The driver looked at Sir Norman, then stooped down and touched
Ormiston's icy face, and listened to hear him breathe. He stood up after
a moment, with some thing like a small laugh.
"If he's alive," he said, turning to go, "then I never saw any one dead!
Good night, sir, I wish you joy when you bring him to."
"Stay!" exclaimed the young man, "I wish you to assist me in bringing
him to yonder apothecary's shop, and you may have this for your pains."
"This" proved to be a talisman of alacrity; for the man pocketed it, and
briskly laid hold of Ormiston by the feet, while Sir Norman wrapped his
cloak reverently about him and took him by the shoulders. In this style
his body was conveyed to the apothecary's shop which they found half
full of applicants for medicine, among whom their entrance with the
corpse produced no greater sensation than a momentary stare. The attire
and bearing of Sir Norman proving him to be something different from
their usual class of visitors, bringing one of the drowsy apprentices
immediately to his side, inquiring what were his orders.
"A private room, and your master's attendance directly," was the
authoritative reply.
Both were to be had; the former, a hole in the wall behind the shop; the
latter, a pallid, cadaverous-looking person, with the air of one who had
been dead a week, thought better of it and rose again. There was a
long table in the aforesaid hole in the wall, bearing a strong family
likeness to a dissecting-table; upon which the stark figure was laid,
and the pest-cart driver disappeared. The apothecary held a mirror
close to the face; applied his ear to the pulse and heart; held a
pocket-mirror over his mouth, looked at it; shook his head; and set down
the candle with decision.
"The man is dead, sir!" was his criticism, "dead as a door nail! All the
medicine in the shop wouldn't kindle one spark of life in such ashes!"

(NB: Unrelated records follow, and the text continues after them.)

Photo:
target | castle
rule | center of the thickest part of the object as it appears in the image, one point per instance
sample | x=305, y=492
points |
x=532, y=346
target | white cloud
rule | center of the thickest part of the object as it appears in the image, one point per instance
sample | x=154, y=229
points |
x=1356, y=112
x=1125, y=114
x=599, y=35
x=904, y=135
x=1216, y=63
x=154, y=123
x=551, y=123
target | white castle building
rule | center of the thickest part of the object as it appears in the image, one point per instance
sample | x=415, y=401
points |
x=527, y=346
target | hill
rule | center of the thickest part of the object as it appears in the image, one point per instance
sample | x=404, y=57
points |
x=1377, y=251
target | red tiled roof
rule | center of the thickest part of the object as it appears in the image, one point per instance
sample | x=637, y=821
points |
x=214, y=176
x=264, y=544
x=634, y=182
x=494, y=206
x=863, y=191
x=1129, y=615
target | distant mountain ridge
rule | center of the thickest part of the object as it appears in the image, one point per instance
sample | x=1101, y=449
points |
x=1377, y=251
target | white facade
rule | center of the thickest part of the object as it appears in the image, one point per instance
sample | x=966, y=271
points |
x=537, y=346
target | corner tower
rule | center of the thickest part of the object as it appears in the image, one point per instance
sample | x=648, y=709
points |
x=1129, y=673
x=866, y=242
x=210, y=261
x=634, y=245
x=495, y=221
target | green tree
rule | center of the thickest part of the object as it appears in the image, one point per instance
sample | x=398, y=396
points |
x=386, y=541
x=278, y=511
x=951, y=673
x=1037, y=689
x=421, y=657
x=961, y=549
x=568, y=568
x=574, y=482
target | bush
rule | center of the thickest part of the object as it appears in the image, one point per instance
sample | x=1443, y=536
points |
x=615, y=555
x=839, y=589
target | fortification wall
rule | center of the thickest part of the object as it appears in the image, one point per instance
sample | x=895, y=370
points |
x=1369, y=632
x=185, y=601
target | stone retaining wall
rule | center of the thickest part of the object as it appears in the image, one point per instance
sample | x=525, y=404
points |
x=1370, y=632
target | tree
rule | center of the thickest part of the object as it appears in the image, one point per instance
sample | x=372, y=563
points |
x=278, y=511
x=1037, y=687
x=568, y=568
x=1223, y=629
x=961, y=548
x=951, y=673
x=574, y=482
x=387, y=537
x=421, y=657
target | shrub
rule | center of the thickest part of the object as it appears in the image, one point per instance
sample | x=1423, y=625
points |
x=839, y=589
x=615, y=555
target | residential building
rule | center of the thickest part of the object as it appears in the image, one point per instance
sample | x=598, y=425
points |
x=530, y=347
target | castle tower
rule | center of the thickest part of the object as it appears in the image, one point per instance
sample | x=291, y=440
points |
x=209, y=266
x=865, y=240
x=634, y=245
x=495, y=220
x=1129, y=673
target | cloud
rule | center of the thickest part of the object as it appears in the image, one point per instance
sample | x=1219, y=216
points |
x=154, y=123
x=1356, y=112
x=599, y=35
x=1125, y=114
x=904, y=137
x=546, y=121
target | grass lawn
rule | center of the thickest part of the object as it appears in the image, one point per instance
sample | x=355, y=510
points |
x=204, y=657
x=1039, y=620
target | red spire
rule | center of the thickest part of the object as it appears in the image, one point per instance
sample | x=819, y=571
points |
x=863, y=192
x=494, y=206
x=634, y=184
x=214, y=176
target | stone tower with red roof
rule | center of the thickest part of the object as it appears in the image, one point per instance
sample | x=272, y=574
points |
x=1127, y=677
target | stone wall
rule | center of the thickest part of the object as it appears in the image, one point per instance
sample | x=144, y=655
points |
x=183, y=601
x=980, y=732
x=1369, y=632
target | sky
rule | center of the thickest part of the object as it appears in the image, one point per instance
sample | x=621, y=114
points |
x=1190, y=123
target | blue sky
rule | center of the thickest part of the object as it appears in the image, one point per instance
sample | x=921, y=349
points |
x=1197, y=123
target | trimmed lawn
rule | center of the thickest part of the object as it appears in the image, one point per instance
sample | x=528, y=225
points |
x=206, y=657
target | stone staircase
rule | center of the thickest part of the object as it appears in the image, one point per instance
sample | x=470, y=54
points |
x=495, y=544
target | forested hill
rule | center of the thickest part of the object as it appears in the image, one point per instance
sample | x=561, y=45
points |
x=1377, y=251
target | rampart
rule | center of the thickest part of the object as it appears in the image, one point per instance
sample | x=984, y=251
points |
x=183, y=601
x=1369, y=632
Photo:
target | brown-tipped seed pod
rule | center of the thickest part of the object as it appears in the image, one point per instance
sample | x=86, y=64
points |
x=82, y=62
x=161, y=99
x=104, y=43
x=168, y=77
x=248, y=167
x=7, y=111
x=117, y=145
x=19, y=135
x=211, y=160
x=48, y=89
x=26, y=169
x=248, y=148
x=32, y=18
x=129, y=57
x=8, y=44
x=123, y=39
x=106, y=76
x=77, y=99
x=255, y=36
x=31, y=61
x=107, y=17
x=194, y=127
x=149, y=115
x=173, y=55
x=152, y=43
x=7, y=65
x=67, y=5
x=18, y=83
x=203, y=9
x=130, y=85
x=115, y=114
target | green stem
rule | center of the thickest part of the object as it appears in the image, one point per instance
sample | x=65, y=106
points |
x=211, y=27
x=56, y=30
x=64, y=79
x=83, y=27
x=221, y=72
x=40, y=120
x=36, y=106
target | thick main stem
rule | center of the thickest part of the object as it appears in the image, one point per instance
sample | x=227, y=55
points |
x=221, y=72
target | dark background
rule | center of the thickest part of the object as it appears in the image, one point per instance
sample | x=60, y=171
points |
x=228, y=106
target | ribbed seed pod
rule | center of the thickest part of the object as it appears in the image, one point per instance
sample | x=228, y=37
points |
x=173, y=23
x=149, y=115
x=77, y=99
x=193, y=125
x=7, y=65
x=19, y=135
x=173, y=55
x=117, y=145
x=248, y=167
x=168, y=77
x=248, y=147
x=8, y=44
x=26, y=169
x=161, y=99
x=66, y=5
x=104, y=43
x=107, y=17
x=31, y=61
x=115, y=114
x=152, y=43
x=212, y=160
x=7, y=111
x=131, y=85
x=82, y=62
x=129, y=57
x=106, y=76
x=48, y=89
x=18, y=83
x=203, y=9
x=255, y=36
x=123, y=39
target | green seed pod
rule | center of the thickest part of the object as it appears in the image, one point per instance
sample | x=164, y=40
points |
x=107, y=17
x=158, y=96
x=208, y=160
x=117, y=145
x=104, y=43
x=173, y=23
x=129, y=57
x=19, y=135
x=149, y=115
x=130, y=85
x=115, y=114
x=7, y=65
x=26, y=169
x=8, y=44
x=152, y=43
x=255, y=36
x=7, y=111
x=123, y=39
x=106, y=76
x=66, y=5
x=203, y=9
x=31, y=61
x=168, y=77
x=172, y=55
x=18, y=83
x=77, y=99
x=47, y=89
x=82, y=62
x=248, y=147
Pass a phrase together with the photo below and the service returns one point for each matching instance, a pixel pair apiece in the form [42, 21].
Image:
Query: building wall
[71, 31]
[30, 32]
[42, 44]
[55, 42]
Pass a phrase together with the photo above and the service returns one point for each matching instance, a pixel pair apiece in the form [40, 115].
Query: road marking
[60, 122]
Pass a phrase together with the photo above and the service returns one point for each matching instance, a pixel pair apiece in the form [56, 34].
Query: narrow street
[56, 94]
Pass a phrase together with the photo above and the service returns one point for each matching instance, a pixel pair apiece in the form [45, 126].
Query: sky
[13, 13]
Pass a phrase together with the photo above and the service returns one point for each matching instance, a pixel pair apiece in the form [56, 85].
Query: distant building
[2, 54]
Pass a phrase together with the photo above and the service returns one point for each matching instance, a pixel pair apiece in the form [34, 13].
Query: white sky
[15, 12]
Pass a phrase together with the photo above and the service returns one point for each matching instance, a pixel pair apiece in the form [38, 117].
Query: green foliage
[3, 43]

"At least, try! Try something--bleeding for instance," suggested Sir
Norman.
Again the apothecary examined the body, and again he shook his head
dolefully.
"It's no use, sir: but, if it will please, you can try."
The right arm was bared; the lancet inserted, one or two black drops
sluggishly followed and nothing more.
"It's all a waste of time, you see," remarked the apothecary, wiping his
dreadful little weapon, "he's as dead as ever I saw anybody in my life!
How did he come to his end, sir--not by the plague?"
"I don't know," said Sir Norman, gloomily. "I wish you would tell me
that."
"Can't do it, sir; my skill doesn't extend that far. There is no
plague-spot or visible wound or bruise on the person; so he must have
died of some internal complaint--probably disease of the heart."